Guided by my father-in-law, Dino, we arose early one morning to help ourselves to nature's bounty. We walked down to the private beach and proceeded to gently press our feet into the wet, rocky sands on the shore. A jet of spitting water signaled the point of attack. Here within six inches of the surface we found all the steamer clams we could hope to eat. Next we started to search for mussels, which was even easier to harvest as they had attached themselves to almost any surface around including the small pebbles that make up the bulk of the material of the land there.

Back at home, we made our feast. Delicious! The steamers were the freshest I have ever eaten. They were soft with a complex flavor of sea and shellfish without grit, dipped in the briny juice they made when cooked. There was also a small dish of melted butter to trawl them through before tasting. I did some butter trawling, but really I ate most of them butter free and when there were no more clams to eat, I drank the broth. Then I looked over at Maddine's plate, and ate some of the clam’s thick feet that she had declined.

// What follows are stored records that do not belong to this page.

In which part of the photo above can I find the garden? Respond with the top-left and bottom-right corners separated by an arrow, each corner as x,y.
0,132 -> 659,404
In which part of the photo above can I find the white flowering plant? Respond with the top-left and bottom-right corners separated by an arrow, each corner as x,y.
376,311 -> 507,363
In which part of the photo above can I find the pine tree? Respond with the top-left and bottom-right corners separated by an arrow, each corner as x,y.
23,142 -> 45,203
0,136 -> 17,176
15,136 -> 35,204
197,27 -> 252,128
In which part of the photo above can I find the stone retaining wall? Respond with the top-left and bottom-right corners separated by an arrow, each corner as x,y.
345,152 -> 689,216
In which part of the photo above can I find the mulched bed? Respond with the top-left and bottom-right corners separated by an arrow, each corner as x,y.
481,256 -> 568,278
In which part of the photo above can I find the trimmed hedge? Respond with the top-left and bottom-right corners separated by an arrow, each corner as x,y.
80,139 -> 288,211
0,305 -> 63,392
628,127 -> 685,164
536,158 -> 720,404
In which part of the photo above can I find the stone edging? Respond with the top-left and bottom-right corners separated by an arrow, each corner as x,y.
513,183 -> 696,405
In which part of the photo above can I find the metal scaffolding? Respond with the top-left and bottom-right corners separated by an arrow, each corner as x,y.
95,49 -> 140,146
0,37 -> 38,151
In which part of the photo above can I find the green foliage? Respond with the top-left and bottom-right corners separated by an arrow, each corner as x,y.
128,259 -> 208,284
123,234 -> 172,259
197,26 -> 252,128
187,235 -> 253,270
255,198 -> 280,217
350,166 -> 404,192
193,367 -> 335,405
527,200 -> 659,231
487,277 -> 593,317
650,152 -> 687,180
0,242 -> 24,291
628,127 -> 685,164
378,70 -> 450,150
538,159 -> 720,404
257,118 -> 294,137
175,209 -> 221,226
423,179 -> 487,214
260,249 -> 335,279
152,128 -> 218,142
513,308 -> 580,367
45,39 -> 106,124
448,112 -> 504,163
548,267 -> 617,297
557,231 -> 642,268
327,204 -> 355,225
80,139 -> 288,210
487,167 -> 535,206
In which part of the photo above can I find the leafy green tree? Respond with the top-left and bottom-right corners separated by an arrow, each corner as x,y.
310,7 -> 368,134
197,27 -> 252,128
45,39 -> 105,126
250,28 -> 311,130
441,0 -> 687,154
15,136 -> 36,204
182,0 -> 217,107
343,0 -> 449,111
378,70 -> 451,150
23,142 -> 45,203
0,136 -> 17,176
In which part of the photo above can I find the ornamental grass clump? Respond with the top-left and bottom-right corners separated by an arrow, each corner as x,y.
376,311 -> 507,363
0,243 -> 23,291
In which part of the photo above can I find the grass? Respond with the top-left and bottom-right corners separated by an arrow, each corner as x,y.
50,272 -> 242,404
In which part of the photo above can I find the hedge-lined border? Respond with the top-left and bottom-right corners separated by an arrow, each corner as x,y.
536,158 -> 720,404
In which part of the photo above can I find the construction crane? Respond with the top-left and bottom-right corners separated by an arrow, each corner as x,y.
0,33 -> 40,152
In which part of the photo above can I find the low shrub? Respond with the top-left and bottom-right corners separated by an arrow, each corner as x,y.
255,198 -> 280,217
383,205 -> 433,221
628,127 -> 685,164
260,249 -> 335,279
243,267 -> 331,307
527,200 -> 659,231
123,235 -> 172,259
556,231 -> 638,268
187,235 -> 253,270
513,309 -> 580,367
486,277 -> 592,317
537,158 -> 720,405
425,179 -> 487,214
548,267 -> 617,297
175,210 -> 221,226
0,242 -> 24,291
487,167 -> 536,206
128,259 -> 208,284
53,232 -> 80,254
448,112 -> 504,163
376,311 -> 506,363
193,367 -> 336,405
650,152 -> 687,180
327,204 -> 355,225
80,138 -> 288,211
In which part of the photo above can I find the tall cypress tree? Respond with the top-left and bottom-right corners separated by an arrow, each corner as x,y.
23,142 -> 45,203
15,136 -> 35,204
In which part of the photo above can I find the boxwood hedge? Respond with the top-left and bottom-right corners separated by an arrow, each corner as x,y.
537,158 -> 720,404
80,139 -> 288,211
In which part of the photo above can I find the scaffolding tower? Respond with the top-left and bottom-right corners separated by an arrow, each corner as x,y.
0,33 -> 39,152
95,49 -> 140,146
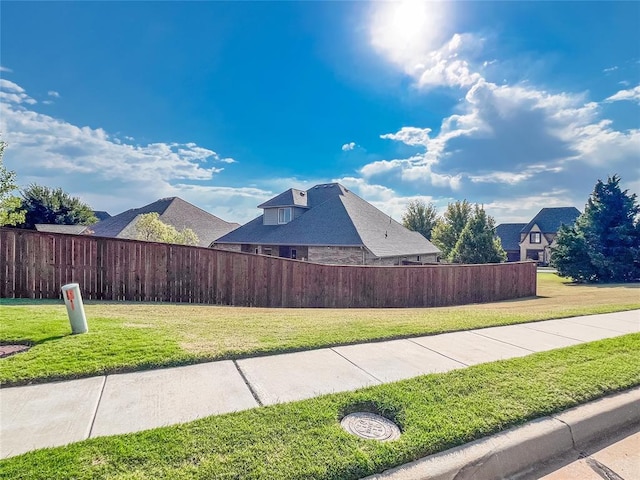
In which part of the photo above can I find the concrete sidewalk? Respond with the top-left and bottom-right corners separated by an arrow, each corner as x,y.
0,310 -> 640,458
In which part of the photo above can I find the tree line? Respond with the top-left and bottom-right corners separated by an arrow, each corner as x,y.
402,200 -> 507,263
402,175 -> 640,283
0,141 -> 199,245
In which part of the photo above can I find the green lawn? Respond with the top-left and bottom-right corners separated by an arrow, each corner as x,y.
0,334 -> 640,480
0,273 -> 640,386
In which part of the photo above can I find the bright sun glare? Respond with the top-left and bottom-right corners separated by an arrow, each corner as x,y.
370,0 -> 449,68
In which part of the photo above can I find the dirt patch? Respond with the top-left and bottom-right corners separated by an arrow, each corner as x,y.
0,345 -> 31,358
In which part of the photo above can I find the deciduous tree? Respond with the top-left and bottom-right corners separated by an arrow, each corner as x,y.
0,140 -> 25,227
136,212 -> 199,245
431,200 -> 472,259
19,184 -> 98,228
402,200 -> 438,240
450,205 -> 507,263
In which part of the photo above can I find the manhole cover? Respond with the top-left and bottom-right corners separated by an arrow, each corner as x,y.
340,412 -> 400,442
0,345 -> 31,358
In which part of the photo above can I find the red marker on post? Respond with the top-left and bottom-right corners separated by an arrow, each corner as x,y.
62,283 -> 89,333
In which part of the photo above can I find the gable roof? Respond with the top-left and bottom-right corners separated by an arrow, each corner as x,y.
35,223 -> 90,235
93,210 -> 111,221
496,223 -> 527,251
91,197 -> 239,247
520,207 -> 580,233
215,183 -> 440,257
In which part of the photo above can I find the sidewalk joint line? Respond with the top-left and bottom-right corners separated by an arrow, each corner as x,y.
407,333 -> 471,367
232,360 -> 264,407
87,375 -> 108,438
468,325 -> 536,353
329,347 -> 388,383
522,323 -> 604,343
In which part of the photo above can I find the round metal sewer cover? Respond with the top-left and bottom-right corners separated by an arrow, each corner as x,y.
340,412 -> 400,442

Next were the mussels. Cooked with some garlic and fresh tomatoes salt and pepper along with some parsley and a little white wine served on a bed of al'dente spaghetti, they could not have been any better. These were simple clear flavors blending enough but not too much. Oh yeah!

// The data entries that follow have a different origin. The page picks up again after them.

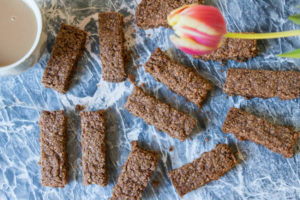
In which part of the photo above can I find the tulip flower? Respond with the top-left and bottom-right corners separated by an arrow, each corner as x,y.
168,4 -> 300,55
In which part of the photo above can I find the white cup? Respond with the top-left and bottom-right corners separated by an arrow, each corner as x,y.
0,0 -> 47,76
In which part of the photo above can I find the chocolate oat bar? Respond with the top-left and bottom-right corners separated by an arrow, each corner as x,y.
145,48 -> 212,108
194,38 -> 258,62
168,144 -> 237,197
99,12 -> 127,82
39,111 -> 68,187
125,87 -> 197,141
111,141 -> 159,200
42,24 -> 87,93
223,69 -> 300,100
136,0 -> 204,29
80,110 -> 107,187
222,108 -> 299,158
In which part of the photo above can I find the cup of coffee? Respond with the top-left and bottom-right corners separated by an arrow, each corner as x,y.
0,0 -> 47,76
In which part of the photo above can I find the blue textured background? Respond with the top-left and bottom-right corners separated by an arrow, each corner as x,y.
0,0 -> 300,200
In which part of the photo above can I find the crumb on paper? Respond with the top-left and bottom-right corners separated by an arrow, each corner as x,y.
128,74 -> 137,85
75,104 -> 86,112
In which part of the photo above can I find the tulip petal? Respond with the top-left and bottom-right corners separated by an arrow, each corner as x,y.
170,35 -> 215,55
178,5 -> 227,35
174,25 -> 223,48
168,4 -> 195,27
168,4 -> 227,55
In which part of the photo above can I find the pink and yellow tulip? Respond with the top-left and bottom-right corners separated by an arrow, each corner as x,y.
168,5 -> 227,55
168,4 -> 300,55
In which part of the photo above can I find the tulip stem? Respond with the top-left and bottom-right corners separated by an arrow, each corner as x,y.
224,30 -> 300,40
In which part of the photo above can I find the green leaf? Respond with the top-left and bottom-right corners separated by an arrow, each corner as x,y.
289,14 -> 300,25
277,49 -> 300,58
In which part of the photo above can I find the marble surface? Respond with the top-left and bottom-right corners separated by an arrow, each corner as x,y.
0,0 -> 300,200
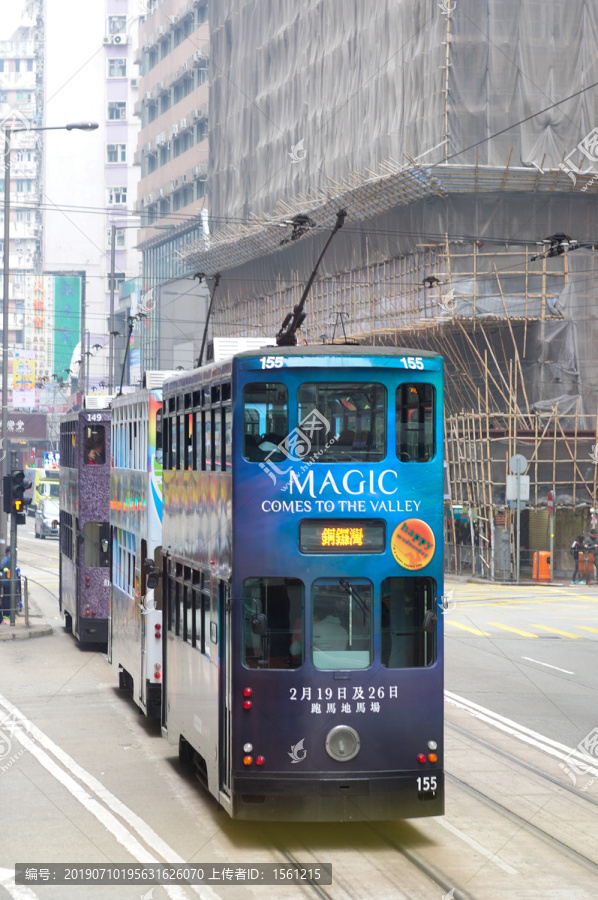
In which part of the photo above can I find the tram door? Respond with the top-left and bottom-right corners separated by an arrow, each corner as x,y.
218,581 -> 232,795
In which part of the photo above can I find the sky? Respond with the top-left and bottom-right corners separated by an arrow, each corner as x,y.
0,0 -> 24,41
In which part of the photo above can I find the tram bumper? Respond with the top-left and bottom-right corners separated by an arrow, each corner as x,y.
232,771 -> 444,822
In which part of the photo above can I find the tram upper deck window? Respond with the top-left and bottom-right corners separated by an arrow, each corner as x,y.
243,578 -> 304,669
380,576 -> 436,669
297,383 -> 386,463
85,425 -> 106,466
83,522 -> 110,569
397,384 -> 436,462
311,578 -> 373,670
243,382 -> 289,462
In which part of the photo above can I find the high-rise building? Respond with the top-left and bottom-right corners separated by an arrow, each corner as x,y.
136,0 -> 209,369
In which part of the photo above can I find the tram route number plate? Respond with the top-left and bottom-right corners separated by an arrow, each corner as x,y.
417,775 -> 438,800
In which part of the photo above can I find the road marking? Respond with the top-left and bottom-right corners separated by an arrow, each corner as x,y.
444,691 -> 598,777
447,619 -> 491,637
0,694 -> 220,900
521,656 -> 575,675
490,622 -> 538,637
0,869 -> 38,900
530,622 -> 581,640
436,819 -> 519,875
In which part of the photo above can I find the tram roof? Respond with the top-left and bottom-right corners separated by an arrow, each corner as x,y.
164,344 -> 442,393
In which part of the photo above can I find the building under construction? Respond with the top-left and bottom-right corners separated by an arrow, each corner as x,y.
184,0 -> 598,578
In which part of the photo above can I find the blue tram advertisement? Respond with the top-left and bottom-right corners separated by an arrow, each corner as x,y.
108,380 -> 164,717
163,346 -> 444,821
59,398 -> 110,644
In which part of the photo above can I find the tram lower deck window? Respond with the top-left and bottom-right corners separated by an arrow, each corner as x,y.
311,578 -> 373,670
243,578 -> 304,669
381,576 -> 436,669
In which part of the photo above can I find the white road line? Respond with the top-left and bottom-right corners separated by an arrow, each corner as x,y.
0,694 -> 220,900
0,869 -> 38,900
436,819 -> 519,875
444,691 -> 598,777
521,656 -> 575,675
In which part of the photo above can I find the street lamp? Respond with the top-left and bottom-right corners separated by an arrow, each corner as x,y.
0,116 -> 99,545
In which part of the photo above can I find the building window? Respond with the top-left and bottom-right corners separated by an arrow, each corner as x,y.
108,16 -> 127,34
106,144 -> 127,163
106,228 -> 126,250
108,187 -> 127,206
108,57 -> 127,78
108,100 -> 127,121
106,272 -> 126,291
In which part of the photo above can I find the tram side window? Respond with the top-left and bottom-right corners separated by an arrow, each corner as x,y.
397,384 -> 436,462
311,578 -> 373,670
85,425 -> 106,466
243,382 -> 292,463
83,522 -> 110,569
296,382 -> 386,463
380,576 -> 436,669
243,578 -> 304,669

One home gathered meal was not enough. We went to the same beach another day late in the afternoon to arrive with the evening tide. We carried a couple of light fishing poles and some frozen octopus. Dino said that the best fish to catch here were the small bluefish that eat along the grass near shore, but the fish that were biting that day were the porgy. It is also known as Scup and for the scientists here (Stenotomus chrysops). Having not fished in quite a while, I found it not only fun, but a good excuse to enjoy a beautiful afternoon outside. More than once while closely watching my red and white bobber my eyes would drift over the quiet scene and I would think that we could have still been in 19th century from the evidence right at hand. I wished I had more time and my paints with me. Back home with the fish, we wrapped them in foil with some oil and lemon and put them on the grill. On opening the foil we were seduced by the first wave of steam coming off the fish. Tender white meat with a very delicate flavor made a very satisfying meal and very complete day. Ok there are small bones in the porgy but that just made it more of a slow food type of thing.